A persistent dead-letter queue (DLQ) for Go services. When an operation fails, dletter writes the payload to disk so it can be replayed later — with automatic exponential-backoff retries and crash-safe resume.
go get github.com/Xyloforge/go-dletter
Requires Go 1.22+ (uses generics and slices).
In any distributed system, operations fail transiently: database timeouts, downstream APIs being unavailable, network blips. Without a DLQ, those payloads are lost silently. With dletter you get:
- Zero-loss writes — failed items are persisted to disk before the error is returned to the caller.

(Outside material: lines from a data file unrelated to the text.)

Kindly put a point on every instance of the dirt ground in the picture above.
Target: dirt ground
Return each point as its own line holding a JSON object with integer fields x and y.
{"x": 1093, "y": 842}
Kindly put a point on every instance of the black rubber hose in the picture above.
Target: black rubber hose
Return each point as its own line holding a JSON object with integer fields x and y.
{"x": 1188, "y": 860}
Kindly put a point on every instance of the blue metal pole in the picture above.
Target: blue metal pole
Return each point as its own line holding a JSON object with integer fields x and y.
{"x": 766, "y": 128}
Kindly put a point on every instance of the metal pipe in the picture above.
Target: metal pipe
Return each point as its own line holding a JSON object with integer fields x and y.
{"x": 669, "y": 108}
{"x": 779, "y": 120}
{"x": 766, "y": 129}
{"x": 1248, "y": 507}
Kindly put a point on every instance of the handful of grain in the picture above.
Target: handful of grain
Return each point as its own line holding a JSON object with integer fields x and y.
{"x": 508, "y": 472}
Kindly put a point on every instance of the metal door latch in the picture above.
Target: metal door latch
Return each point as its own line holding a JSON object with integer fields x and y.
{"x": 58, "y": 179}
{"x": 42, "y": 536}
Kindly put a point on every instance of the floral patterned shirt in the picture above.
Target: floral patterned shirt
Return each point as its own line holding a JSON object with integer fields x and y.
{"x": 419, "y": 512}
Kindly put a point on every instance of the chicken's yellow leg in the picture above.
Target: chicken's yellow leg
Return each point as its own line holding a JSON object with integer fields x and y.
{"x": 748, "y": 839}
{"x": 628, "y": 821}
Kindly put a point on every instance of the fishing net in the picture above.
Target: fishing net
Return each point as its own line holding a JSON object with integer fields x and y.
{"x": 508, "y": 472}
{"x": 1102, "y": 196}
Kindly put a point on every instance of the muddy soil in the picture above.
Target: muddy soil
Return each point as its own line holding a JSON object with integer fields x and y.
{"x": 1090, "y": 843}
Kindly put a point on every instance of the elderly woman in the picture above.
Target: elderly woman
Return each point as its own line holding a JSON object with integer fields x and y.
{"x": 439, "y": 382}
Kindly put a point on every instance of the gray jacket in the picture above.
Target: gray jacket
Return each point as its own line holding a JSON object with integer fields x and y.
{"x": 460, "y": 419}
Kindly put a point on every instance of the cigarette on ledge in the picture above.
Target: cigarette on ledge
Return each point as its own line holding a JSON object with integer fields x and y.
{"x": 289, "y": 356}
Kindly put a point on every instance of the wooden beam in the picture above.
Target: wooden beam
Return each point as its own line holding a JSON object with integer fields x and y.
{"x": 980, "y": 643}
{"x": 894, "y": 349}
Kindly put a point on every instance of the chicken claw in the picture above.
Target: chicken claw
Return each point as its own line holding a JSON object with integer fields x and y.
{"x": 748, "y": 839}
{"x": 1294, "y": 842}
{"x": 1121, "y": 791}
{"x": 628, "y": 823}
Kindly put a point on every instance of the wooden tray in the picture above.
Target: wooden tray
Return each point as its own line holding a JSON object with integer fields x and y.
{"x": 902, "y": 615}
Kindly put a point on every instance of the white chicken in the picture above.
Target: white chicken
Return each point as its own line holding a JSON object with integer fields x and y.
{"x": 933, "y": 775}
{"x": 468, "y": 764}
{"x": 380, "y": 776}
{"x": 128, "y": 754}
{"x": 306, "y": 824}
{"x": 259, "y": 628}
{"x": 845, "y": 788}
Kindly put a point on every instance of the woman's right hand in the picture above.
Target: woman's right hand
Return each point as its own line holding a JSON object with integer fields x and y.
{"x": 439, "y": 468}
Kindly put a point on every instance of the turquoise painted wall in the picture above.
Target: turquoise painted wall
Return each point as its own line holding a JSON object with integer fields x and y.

- Automatic retries — a background worker replays items with exponential backoff (capped at 30 s).
- Permanent-failure tracking — items that exhaust their retry budget move to a separate log for investigation.
- Crash-safe replay — a state file tracks the last successfully processed line, so a restart doesn't reprocess everything from the beginning.
package main
import (
"context"
"encoding/json"
"fmt"
"log"
"time"
"github.com/Xyloforge/go-dletter/dletter"
)
type Order struct {
ID string `json:"id"`
Qty int `json:"qty"`
}
func main() {
// 1. Create a logger.
dlq, err := dletter.New("logs/orders.log",
dletter.WithMaxSize(50), // rotate at 50 MB
dletter.WithMaxBackups(10), // keep 10 rotated files
dletter.WithMaxAge(30), // delete backups older than 30 days
dletter.WithCompress(true), // gzip rotated files
)
if err != nil {
log.Fatal(err)
}
defer dlq.Close()
// 2. Record a failure — any struct with json tags works.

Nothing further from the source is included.